When the paper had a paper that had more information about official events from the Department of Mysteries, which was still not the full story, Emma was told by Luna, Emma began to get tired of school.

"Good thing it's nearly done, then," Tien said knowingly. "Will your darling Weasley be meeting you at the platform?"

"Yeah, he wrote me the other day," Emma said with a small smile.

That had been the one good thing about the war being official and Umbridge being in shock: Fred was able to write to Emma, and had done so every day since.

"Try not to be too sappy," Tien teased. "You're not coming home from war or something."

But the grin on the pretty Asian girl's face fell when she saw that her words did not cheer up Emma, but caused Emma's own face to fall.

In a way, she was coming home from war. She'd been fighting small, non-lethal battles against Umbridge since he left her, and the whole time the events were occurring in the Ministry, she knew that bad things were going to happen just because she had the sheer bad luck to cross Snape's path at the wrong time.

"Well, I suppose you can give him a sloppy, wet kiss," Tien said slowly. "If you really want."

Emma smiled, hugged her best friend, and tried not to let fall the tears of relief that were welling up in her eyes.
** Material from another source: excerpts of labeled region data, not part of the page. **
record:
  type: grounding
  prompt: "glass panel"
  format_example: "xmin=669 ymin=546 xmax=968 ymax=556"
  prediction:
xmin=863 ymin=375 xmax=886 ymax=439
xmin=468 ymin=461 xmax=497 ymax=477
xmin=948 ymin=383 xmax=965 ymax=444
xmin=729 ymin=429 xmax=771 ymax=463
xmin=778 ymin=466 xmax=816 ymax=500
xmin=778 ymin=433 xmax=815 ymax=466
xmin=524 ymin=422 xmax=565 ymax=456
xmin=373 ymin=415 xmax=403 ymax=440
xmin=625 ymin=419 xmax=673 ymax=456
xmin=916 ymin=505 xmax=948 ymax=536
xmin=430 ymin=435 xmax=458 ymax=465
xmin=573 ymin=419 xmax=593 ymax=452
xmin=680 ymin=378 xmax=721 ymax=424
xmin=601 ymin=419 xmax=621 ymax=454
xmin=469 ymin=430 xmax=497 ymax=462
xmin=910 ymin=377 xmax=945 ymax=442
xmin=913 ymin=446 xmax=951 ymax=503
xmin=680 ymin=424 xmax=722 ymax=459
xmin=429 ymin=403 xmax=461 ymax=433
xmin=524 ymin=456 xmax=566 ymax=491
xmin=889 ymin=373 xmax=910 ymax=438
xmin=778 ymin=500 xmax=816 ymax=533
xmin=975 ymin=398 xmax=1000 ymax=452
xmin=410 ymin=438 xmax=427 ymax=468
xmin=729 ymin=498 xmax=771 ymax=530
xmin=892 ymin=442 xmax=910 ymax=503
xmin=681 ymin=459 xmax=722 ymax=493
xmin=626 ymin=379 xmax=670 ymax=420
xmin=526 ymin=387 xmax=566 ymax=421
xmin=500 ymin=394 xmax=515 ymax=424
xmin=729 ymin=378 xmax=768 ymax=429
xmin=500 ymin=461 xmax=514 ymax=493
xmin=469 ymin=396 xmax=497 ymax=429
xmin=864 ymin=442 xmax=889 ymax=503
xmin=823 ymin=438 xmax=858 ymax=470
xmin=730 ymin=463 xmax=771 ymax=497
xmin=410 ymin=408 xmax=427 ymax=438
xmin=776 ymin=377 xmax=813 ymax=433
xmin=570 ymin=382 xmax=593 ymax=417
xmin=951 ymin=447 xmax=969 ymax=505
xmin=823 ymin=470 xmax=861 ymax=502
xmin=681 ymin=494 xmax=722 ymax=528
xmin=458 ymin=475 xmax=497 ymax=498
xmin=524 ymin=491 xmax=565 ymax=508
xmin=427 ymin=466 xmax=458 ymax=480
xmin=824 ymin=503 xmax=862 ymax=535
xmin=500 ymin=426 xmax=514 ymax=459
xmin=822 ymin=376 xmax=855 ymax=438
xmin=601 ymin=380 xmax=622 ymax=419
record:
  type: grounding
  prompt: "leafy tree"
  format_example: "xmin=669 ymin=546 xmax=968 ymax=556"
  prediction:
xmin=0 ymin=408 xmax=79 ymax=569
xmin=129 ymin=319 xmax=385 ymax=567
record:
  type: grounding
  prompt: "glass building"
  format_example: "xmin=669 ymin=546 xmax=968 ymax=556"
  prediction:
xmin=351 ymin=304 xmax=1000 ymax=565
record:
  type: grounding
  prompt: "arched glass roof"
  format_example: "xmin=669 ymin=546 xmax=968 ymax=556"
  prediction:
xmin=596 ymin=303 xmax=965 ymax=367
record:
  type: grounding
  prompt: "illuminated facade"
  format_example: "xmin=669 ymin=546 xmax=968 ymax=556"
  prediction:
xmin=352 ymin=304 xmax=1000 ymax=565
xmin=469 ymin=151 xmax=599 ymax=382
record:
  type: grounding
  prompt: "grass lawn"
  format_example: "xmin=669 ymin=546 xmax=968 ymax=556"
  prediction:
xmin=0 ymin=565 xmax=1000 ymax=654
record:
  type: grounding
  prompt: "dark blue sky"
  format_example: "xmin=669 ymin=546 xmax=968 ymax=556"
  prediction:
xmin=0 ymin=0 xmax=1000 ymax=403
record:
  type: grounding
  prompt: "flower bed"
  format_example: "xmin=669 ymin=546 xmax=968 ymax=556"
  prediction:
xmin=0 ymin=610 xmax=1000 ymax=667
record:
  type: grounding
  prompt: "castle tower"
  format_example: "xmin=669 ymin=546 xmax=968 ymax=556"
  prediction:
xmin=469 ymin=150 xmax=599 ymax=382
It was over. All of the tension and suffering of her final year of Hogwarts was over, and she couldn't believe she'd been upset that it was almost over. All she wanted was to go home.

But she couldn't go home. She couldn't put her family in any sort of risk of being attacked, because even if she wasn't heavily involved in the war, Fred was sure to be. She didn't know where she was going to go until she had a job and enough gold for a flat, but she supposed she could stay at the Leaky Cauldron or something.

The girls were finishing up the last of their packing and Tien and Emma were finding that they had each other's clothes all mixed up through their trunks, trading back to try to not accidentally take each other's things.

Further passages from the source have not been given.